When will Ukraine get the first Leopard 1 tanks? – Technology Org
In the light of the Leopard 2 coming to Ukraine, people overlooked another armored gift – Ukraine will soon get some older Leopard 1 tanks, which are still capable of combat. They are not exactly new, but they can be extremely useful in the planned spring counteroffensive.
The international coalition of Netherlands, Germany and Denmark will provide Ukraine with a minimum of 100 Leopard 1A5 tanks.
In fact, if Germany is successful in bringing stored tanks into full combat readiness and Belgium joins these efforts, the number of Leopard 1A5 tanks in the Ukrainian Armed Forces may come up to around 237. Or more, because there are some of these tanks in storage elsewhere and they just need to be purchased and brought into good condition.
And that’s the main thing – the Netherlands, Germany and Denmark are actually not operating Leopard 1A5 tanks at the moment. They haven’t been using them for quite some time now, even if they have them in storage. The Leopard 2 simply took the position of the previous generation and is NATO standard. This means that all of the Leopard 1A5 tanks have to be prepared before they can re-enter active service.

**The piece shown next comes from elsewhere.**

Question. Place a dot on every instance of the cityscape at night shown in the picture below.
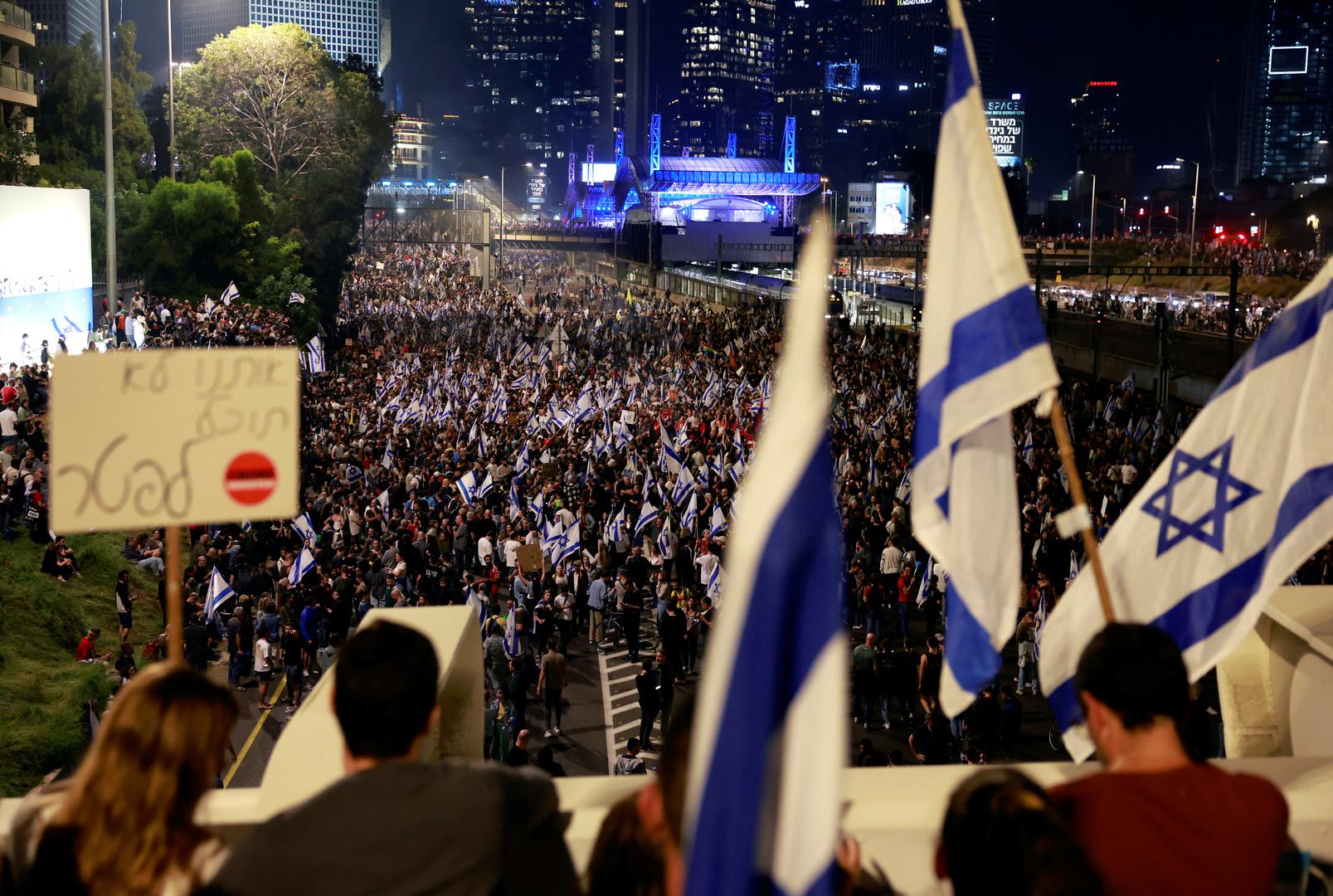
(665, 447)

On the 10th of March, the Acting Minister of Defense of Denmark Troels Lund Poulsen visited Flensburger Fahrzeugbau Gesellschaft – the company preparing Leopard 1A5s for Ukraine – and said: “I was there to see that the work to prepare Leopard 1 tanks for Ukraine is progressing so that we can get them going as soon as possible. I am proud that Denmark, in cooperation with other countries, supports the Ukrainian freedom struggle with a large and important donation, and we still hope to be able to deliver the first tanks to Ukraine during the spring.”
Of course, Ukraine will not get all of those tanks at once. The head of Rheinmetall, a German company storing and restoring some of the Leopard 1A5s of this project, Armin Papperger previously noted that in 2023 the company will be able to supply no more than 20-25 tanks.

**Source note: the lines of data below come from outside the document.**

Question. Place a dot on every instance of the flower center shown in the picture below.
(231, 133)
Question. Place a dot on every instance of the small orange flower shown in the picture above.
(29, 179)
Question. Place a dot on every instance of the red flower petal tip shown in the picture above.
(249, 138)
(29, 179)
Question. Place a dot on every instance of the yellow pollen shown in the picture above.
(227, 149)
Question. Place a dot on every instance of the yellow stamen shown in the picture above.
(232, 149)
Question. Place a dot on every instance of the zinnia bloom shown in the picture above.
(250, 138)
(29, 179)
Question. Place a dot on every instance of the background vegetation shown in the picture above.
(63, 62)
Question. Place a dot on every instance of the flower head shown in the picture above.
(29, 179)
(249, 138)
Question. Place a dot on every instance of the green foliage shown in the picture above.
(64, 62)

Still, they will be very important whenever they come, because this conflict is not going to end any time soon and Ukraine cannot be armed just with the newer Leopard 2 tanks.
Leopard 1A5 does not have as thick of armor or fire control systems. Of course, it remains to be seen what will be done in the reintroduction of these tanks before they are delivered. They also have a 105 mm rifled gun – a contrast from the 120 mm smoothbore on the Leopard 2 and M1 Abrams.

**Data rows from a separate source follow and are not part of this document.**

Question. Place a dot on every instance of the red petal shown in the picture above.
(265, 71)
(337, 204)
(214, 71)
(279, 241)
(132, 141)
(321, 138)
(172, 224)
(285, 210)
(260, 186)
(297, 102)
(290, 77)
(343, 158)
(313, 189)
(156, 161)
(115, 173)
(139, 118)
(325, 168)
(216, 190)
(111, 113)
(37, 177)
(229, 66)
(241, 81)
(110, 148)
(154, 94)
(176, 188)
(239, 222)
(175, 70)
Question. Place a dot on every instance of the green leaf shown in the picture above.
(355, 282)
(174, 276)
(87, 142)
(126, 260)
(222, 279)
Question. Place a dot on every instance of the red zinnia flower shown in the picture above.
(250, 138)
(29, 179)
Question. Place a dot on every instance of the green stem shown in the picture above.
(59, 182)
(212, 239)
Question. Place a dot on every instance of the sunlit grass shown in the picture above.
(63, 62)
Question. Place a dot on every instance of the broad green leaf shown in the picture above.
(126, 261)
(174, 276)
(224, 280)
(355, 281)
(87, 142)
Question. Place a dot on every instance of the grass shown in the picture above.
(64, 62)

Interestingly, the 1A5 has a turret which was designed to accept the newer 120 mm gun, but this option was never used. Maybe Ukraine can use it at least after the war.
Leopard 1A5 dates back to the 1980’s, but many tanks on both sides of this conflict are actually older. Russia is using T-62 tanks, which entered service in 1961. A lot of the T-72s on the battlefield in Ukraine are older than the Leopard 1A5.